My mother was half right. In her reading of 'Meetings with Remarkable Men', she desired greater explanation of the substance of the men's ideas and practices and so often Gurdjieff's narrative breaks off at that point, promising that in a subsequent account, he will give more detail. It is tantalising. You so wish for additional paragraphs of explanation.
But this, I think, was its point. It is less a book about 'ideas' than our search for them - for it is in the journey that each person fashions for them, uniquely, a right, balanced understanding. Truth is one but it is not univocal for depending on who and where and how we are, it will take different forms : each a skilful means breaking through to us, to our appropriation of being.
It is, thus, an artful book and one that does awaken a sense of search: where am I to be, genuinely 'be'?

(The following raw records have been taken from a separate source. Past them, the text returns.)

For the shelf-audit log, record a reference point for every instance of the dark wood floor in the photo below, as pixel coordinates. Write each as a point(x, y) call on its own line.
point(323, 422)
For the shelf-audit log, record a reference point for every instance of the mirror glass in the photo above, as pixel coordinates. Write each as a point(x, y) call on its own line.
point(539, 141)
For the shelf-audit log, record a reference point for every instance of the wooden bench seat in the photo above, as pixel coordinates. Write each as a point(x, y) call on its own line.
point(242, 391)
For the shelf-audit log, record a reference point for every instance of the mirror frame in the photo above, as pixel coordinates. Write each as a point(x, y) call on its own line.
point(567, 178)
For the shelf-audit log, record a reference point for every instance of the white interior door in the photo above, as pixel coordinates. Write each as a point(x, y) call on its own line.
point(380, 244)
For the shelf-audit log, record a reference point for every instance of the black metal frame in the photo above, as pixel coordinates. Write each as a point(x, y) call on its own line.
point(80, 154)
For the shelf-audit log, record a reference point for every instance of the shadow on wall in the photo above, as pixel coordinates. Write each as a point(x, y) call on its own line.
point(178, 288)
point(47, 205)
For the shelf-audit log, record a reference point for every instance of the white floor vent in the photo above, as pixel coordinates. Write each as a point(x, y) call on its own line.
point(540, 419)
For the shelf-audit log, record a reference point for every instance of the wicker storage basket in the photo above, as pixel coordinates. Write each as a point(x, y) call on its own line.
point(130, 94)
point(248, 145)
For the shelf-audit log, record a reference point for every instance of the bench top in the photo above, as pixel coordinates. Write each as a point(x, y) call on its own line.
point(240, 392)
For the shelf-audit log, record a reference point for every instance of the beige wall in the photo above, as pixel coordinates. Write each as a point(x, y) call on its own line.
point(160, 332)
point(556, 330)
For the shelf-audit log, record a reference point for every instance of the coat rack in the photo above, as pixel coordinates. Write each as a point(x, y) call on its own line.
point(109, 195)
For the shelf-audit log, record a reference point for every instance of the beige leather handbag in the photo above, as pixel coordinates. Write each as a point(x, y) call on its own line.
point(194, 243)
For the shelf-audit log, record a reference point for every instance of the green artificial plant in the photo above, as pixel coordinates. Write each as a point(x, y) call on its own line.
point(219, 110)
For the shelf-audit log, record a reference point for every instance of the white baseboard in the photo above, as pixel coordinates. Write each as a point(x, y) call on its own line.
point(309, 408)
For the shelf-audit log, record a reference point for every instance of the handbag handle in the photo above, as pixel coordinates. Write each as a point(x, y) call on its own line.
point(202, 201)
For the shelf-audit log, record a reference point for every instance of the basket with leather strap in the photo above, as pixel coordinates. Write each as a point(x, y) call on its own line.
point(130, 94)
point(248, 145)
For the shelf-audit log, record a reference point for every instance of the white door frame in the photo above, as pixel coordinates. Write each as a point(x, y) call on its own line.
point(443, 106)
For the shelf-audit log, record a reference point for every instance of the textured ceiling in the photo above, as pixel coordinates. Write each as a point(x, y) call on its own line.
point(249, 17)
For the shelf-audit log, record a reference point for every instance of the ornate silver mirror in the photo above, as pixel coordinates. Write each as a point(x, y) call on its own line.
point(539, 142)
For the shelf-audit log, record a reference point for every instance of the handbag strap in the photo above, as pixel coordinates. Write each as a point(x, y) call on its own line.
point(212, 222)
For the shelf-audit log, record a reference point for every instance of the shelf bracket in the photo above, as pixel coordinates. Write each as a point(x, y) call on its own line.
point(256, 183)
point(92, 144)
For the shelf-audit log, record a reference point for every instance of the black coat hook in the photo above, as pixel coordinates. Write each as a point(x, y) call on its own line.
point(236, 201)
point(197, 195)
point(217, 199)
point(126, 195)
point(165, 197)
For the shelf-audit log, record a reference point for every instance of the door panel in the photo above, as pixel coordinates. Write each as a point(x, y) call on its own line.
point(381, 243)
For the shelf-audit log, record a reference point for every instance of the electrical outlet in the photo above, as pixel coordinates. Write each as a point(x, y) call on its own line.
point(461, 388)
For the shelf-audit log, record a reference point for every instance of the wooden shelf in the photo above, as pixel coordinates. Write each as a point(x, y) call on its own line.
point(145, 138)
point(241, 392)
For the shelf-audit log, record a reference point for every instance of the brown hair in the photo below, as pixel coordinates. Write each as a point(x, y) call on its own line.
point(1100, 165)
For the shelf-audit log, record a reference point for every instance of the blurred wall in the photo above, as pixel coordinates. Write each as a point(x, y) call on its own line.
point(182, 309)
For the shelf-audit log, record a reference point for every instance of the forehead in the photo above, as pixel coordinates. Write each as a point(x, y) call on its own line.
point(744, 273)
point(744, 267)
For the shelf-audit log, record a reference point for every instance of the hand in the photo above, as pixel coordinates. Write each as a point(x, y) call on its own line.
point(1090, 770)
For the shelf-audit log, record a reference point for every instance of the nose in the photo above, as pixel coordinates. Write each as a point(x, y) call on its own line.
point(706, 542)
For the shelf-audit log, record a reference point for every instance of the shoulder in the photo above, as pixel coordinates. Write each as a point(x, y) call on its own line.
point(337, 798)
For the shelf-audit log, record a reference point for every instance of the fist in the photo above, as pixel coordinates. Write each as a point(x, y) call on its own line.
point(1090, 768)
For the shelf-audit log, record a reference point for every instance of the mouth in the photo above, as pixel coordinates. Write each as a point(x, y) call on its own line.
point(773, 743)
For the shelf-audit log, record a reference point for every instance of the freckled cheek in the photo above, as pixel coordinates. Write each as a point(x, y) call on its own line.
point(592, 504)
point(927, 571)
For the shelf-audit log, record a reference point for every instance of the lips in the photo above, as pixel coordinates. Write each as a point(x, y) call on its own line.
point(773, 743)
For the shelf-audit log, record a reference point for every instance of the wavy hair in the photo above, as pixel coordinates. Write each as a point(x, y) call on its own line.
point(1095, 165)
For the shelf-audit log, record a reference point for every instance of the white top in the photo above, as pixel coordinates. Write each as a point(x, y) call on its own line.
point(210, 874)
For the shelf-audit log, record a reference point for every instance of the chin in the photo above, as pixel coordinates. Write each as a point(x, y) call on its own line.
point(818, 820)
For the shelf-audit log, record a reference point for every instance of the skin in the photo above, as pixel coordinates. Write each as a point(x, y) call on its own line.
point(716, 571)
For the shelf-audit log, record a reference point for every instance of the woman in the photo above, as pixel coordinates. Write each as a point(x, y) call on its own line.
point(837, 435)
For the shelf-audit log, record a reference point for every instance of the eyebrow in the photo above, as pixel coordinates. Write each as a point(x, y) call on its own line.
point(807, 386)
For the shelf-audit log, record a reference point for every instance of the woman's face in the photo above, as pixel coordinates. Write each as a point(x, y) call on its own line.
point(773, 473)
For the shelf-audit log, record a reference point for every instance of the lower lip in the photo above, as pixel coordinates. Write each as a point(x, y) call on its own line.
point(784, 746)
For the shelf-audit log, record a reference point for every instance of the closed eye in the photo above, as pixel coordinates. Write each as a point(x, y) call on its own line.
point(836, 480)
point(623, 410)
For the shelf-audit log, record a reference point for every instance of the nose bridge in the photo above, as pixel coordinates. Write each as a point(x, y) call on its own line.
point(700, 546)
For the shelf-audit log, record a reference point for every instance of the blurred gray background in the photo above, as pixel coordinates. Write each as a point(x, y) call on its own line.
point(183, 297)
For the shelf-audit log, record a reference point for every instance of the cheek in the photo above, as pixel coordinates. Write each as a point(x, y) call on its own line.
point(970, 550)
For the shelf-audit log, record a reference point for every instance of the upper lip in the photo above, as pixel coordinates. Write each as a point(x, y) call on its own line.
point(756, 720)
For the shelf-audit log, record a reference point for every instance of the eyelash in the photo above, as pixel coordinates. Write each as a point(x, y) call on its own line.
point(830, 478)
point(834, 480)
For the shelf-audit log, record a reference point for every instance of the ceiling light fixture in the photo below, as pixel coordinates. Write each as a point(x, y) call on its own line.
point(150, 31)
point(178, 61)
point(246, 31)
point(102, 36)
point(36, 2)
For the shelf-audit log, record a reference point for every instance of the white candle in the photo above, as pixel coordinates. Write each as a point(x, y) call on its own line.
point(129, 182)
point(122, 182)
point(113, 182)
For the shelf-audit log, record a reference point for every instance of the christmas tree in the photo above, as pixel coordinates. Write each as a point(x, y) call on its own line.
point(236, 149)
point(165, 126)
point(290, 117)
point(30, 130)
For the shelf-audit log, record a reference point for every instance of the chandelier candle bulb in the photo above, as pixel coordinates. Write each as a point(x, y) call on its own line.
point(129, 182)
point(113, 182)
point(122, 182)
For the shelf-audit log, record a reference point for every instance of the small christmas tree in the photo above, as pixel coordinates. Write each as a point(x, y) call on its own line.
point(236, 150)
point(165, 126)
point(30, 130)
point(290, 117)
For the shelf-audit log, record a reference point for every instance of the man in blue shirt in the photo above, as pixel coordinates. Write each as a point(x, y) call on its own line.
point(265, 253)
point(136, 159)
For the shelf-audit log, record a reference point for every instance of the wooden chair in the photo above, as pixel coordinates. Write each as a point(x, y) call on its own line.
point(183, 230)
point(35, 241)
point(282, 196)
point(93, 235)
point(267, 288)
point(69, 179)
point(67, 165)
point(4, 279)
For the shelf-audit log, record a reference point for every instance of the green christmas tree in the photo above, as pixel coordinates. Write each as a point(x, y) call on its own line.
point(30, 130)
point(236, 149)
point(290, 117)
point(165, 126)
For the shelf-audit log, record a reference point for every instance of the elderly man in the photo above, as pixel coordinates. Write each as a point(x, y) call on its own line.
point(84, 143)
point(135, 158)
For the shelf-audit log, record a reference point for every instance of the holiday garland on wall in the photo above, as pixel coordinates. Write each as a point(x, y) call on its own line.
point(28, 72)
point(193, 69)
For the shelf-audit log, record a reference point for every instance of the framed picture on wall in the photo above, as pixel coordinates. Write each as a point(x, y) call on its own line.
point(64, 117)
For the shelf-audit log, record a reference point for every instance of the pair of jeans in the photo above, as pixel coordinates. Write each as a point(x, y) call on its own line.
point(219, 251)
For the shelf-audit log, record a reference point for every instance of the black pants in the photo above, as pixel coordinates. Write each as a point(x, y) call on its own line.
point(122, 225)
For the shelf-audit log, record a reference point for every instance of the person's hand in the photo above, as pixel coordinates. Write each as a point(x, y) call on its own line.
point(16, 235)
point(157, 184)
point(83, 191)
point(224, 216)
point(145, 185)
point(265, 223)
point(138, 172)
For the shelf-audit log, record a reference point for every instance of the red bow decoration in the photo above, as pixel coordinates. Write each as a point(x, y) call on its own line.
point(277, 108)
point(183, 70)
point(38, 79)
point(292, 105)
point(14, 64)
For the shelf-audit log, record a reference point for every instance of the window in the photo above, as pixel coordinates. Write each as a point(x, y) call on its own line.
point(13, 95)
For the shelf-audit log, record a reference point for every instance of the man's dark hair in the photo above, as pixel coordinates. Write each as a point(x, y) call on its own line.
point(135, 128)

Reading it in parallel with being in Berlin was fascinating (it was yet another place Gurdjieff had claimed to visit) for here is a city that carries its known history everywhere. The capital, for a brief twelve years, home of one of the darkest tyrannies known to man and then split between competing forces - one tainted but hopeful, the other a broken, 'cynicied' ideal - and now reunited and full of diverse life, seeking after both the bourgeois dream and yet something other, edgier, more enterprising, ill-defined.
Here is definitely a place one is confronted with what it might mean to be human - and what was it that enabled some to so courageously say no to death and offer, as witness, life and yet a witnessing that is so fragile, so easily forgotten?
As Gurdjieff asked, what does it truly mean to love my neighbour as myself? Not mere tolerance (that Berlin appears to have) but a community of love - that is a more complex, individual task. As Jacob Needleman notes, commenting on Gurdjieff, we descend collectively but we ascend individually. No place can do this for us, though place can help, but the ascent, that is the search, is an individual good, minted internally.